Autoimmune drugs slow to bring in cash from emerging markets

by | 20th May 2010 | News

The large new patient pool in emerging markets indicates “huge potential for the life sciences industry in autoimmune diseases”, claims a new report, but it may be too soon to generate substantial value in those countries.

The large new patient pool in emerging markets indicates “huge potential for the life sciences industry in autoimmune diseases”, claims a new report, but it may be too soon to generate substantial value in those countries.

The report, from Datamonitor, notes that diseases such as rheumatoid arthritis, multiple sclerosis and lupus clearly offer growth opportunities for pharmaceutical companies, “with patients requiring long-term treatment, often with novel, expensive biologics”. It adds that “in a time when breaking even in other areas feels like a success, growing sales and burgeoning pipelines in autoimmune diseases across the major markets” show why the industry is turning its focus to such treatments.

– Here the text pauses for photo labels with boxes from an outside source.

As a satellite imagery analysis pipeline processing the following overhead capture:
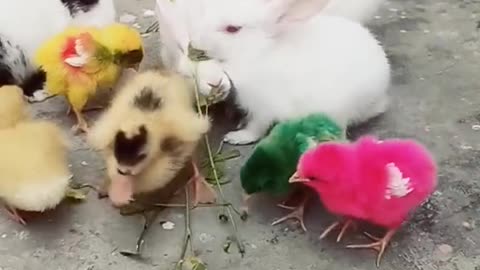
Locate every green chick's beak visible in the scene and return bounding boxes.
[288,172,310,183]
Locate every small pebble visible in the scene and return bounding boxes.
[438,244,453,254]
[198,233,214,243]
[119,13,137,23]
[435,244,453,261]
[162,221,175,231]
[462,221,472,230]
[143,9,155,17]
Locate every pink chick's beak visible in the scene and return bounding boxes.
[288,172,310,183]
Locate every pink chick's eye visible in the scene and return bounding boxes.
[225,25,242,34]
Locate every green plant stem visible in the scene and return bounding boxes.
[190,65,245,257]
[175,187,193,270]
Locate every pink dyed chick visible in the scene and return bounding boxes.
[290,136,437,267]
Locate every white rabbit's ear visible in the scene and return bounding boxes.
[155,0,190,50]
[264,0,330,24]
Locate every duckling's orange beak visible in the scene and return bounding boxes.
[288,172,310,183]
[132,63,140,72]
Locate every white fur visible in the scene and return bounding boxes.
[155,0,385,95]
[4,175,70,212]
[158,0,390,144]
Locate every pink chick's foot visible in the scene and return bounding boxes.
[5,206,27,225]
[108,175,133,207]
[272,197,309,232]
[319,219,356,243]
[347,230,396,267]
[190,163,217,206]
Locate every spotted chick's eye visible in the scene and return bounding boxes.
[225,25,242,34]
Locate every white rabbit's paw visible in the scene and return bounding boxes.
[197,60,232,101]
[27,89,51,103]
[200,76,231,103]
[223,129,261,145]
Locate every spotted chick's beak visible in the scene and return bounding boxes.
[288,172,310,183]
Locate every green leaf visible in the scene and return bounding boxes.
[180,257,207,270]
[188,43,211,62]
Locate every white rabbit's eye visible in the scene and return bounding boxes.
[225,25,242,34]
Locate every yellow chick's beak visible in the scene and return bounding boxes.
[288,172,310,183]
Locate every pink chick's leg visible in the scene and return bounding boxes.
[5,206,27,225]
[347,230,397,267]
[190,161,217,205]
[319,219,355,243]
[108,175,133,207]
[272,195,311,232]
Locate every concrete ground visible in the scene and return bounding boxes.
[0,0,480,270]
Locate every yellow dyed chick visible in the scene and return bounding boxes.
[0,88,71,224]
[88,71,216,206]
[0,85,29,129]
[34,23,144,132]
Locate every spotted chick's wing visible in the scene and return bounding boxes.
[240,114,343,195]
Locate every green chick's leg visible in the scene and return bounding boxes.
[319,219,356,243]
[4,205,27,225]
[240,191,252,220]
[272,193,312,232]
[190,161,217,206]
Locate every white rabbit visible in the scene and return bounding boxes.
[156,0,390,144]
[155,0,231,97]
[0,0,116,101]
[156,0,385,101]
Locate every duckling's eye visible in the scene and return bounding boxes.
[136,154,147,162]
[225,25,242,34]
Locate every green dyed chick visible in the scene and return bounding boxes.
[240,114,345,231]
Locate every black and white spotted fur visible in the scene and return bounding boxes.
[0,0,116,101]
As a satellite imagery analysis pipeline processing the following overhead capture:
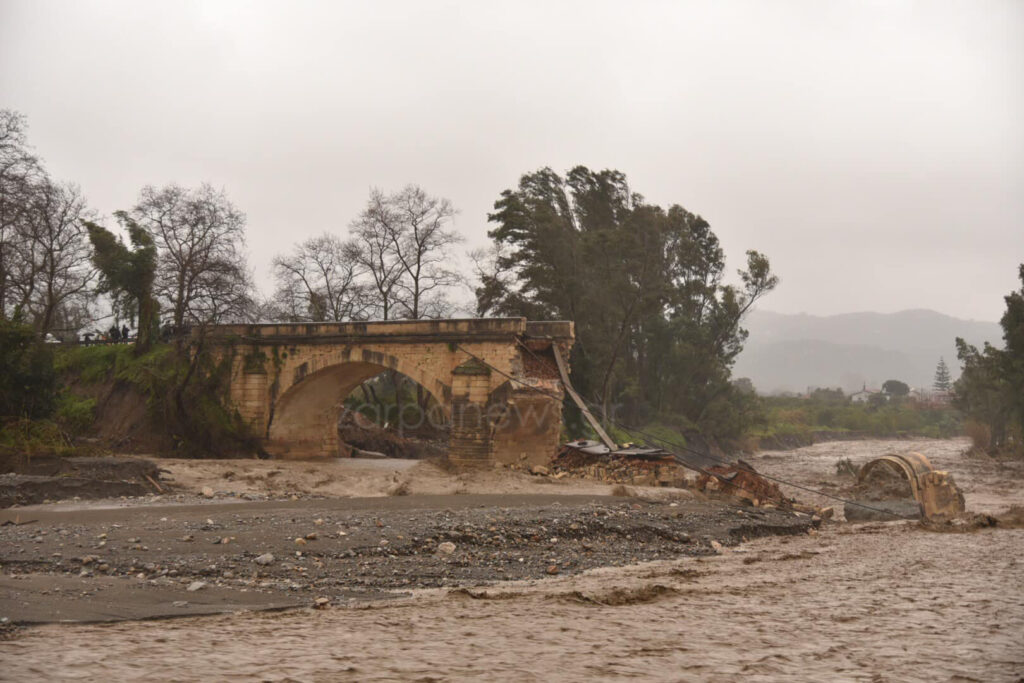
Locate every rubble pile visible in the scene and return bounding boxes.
[551,440,688,488]
[696,460,788,505]
[338,408,444,459]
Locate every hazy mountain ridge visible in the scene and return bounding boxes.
[733,309,1002,393]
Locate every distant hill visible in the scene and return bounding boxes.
[733,309,1002,393]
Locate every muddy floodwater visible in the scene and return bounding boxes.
[0,440,1024,681]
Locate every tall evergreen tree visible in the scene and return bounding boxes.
[953,263,1024,455]
[932,357,953,391]
[477,166,778,435]
[85,211,160,353]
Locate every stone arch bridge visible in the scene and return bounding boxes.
[206,317,573,465]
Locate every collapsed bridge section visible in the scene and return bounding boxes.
[205,317,573,465]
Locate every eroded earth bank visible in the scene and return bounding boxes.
[0,440,1024,681]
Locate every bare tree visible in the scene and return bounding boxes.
[22,180,96,334]
[351,189,402,321]
[132,183,252,328]
[0,110,46,318]
[0,110,95,334]
[383,185,462,319]
[352,185,462,321]
[273,233,371,323]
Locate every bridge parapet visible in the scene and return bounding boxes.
[206,317,573,465]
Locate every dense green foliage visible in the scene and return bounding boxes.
[953,264,1024,455]
[56,344,259,457]
[85,211,159,353]
[476,167,777,437]
[0,317,56,419]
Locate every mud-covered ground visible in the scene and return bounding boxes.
[0,495,817,623]
[0,441,1024,681]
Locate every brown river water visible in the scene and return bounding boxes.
[0,440,1024,681]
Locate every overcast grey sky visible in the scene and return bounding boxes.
[0,0,1024,321]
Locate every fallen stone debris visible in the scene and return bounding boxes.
[552,439,834,519]
[544,439,690,488]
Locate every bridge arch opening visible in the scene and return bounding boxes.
[266,360,451,459]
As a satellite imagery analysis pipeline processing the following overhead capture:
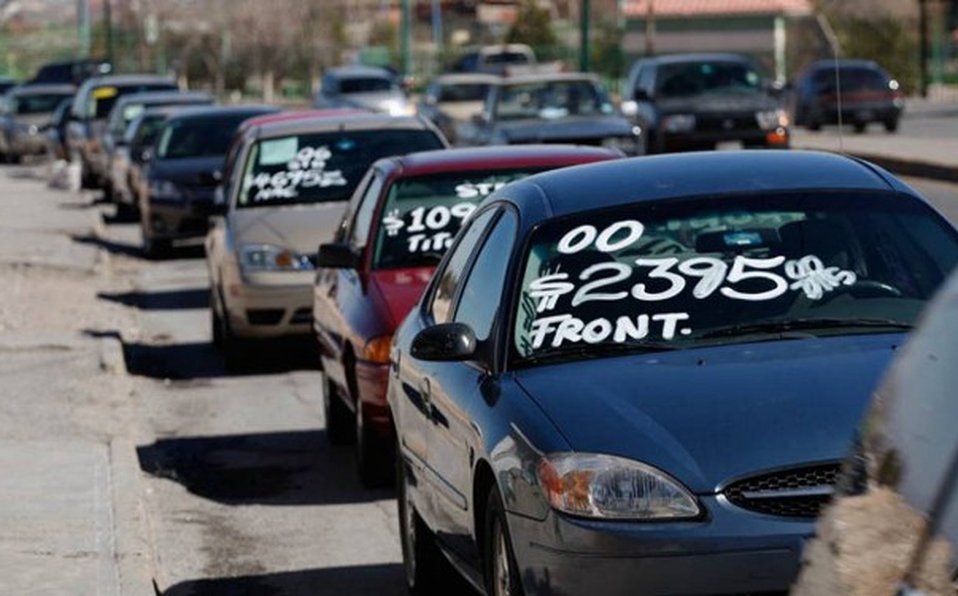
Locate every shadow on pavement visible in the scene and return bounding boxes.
[97,287,210,310]
[163,563,408,596]
[136,430,392,505]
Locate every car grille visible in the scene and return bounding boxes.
[722,464,840,517]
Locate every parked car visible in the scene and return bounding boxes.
[450,43,537,75]
[67,75,179,188]
[387,151,958,596]
[792,274,958,596]
[46,97,73,160]
[138,106,277,257]
[103,91,213,211]
[313,145,622,486]
[313,66,416,116]
[206,114,446,368]
[0,85,76,162]
[462,73,641,155]
[622,54,790,153]
[30,58,113,86]
[418,74,499,145]
[793,60,905,132]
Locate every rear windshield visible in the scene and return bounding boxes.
[339,77,396,93]
[373,168,541,269]
[656,62,762,97]
[156,112,260,159]
[238,130,444,207]
[86,83,177,120]
[514,193,958,366]
[11,93,70,114]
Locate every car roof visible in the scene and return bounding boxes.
[377,145,622,176]
[253,113,429,137]
[502,151,915,216]
[326,64,395,80]
[11,83,77,95]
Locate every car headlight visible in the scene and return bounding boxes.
[149,180,186,201]
[662,114,695,132]
[755,110,788,130]
[239,244,313,271]
[538,453,700,520]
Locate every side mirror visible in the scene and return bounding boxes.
[316,242,359,269]
[409,323,476,362]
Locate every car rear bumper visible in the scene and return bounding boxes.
[223,271,313,339]
[507,497,814,596]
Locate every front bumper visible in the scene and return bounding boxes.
[507,497,814,596]
[223,271,313,339]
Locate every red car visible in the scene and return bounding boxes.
[313,145,622,486]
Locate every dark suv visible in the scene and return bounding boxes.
[622,54,789,153]
[793,60,905,132]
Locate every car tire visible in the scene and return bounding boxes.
[323,374,356,445]
[395,446,455,596]
[482,488,522,596]
[354,400,396,488]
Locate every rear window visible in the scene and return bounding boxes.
[11,93,70,114]
[238,130,444,208]
[373,169,541,269]
[514,193,958,366]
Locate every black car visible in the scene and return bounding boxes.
[792,60,905,132]
[139,106,279,257]
[387,151,958,596]
[457,73,641,155]
[622,54,789,153]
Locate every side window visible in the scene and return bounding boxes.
[454,211,518,341]
[349,172,383,248]
[429,209,497,323]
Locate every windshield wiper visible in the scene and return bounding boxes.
[699,318,914,338]
[525,341,681,364]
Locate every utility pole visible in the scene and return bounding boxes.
[579,0,592,72]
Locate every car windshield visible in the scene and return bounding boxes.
[513,193,958,362]
[339,77,396,93]
[87,83,177,120]
[439,83,489,102]
[496,80,613,120]
[656,62,762,97]
[238,130,443,208]
[372,169,539,269]
[156,112,258,159]
[11,93,70,114]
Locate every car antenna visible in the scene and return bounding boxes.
[818,14,845,153]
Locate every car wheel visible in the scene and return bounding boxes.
[482,488,522,596]
[323,374,355,445]
[354,400,395,488]
[395,446,455,596]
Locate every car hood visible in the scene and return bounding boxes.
[229,201,346,255]
[516,335,903,494]
[657,93,779,114]
[369,267,436,333]
[150,155,224,188]
[496,116,632,142]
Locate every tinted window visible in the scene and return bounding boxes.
[658,62,762,97]
[373,169,535,269]
[11,93,70,114]
[339,77,396,93]
[515,193,958,364]
[496,81,613,120]
[455,211,516,341]
[429,209,495,323]
[238,130,444,208]
[156,112,258,159]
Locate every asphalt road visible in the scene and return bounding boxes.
[0,159,958,596]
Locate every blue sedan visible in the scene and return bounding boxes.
[388,152,958,596]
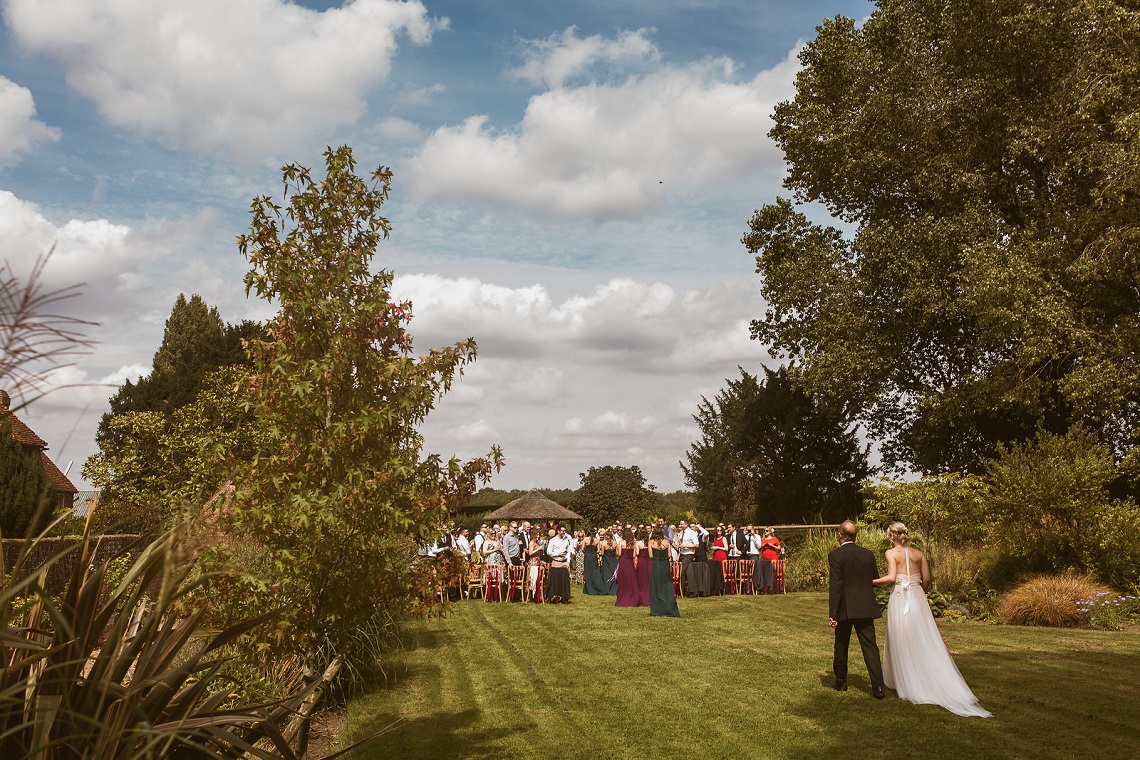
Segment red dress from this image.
[636,546,652,607]
[713,536,728,562]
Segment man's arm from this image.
[828,551,844,628]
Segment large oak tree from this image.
[743,0,1140,472]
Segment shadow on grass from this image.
[345,709,522,760]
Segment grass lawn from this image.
[341,588,1140,760]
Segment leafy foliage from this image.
[83,366,257,534]
[743,0,1140,473]
[207,147,502,697]
[681,368,870,524]
[0,412,55,538]
[987,430,1140,589]
[572,465,657,526]
[863,473,988,549]
[0,531,304,759]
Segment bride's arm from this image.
[871,551,898,586]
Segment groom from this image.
[828,520,884,700]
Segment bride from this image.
[874,523,991,718]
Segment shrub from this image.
[987,428,1140,589]
[784,525,889,591]
[0,531,307,760]
[998,575,1112,628]
[927,545,982,594]
[1077,591,1140,631]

James Wentworth, senior healthcare analyst at Datamonitor, notes that the autoimmune market grew 16.2% in the seven major regions between 2005 and 2009, and in the combined emerging markets of Brazil, Russia, India, China and Turkey, “growth was a staggering 38.6%”. However the rises in terms of revenues are less impressive.

Autoimmune sales in BRICT regions only generated $644 million in 2009 compared to $25 billion in the same year across the seven major markets. This highlights that “affordability and differences in patient access to medicines has been a major limiting factor,” says Mr Wentworth.

The Datamonitor analysis predicts that the most attractive emerging autoimmune disorder market is Russia “thanks to favourable characteristics around access to expensive medicines, biosimilar threat, pricing, patient potential, market size and potential for foreign drugs”. Russia outstripped its emerging market peers in 2009, generating autoimmune sales of $266 million.

Mr Wentworth concludes that India and China are the least attractive autoimmune markets at present. However he argues that the situation is likely to improve as certain indicators, such as India’s growing urban middle class and China’s aim to provide healthcare to 90% of the population, “suggest a move towards expanded patient access to the more expensive novel pharmaceutical products”.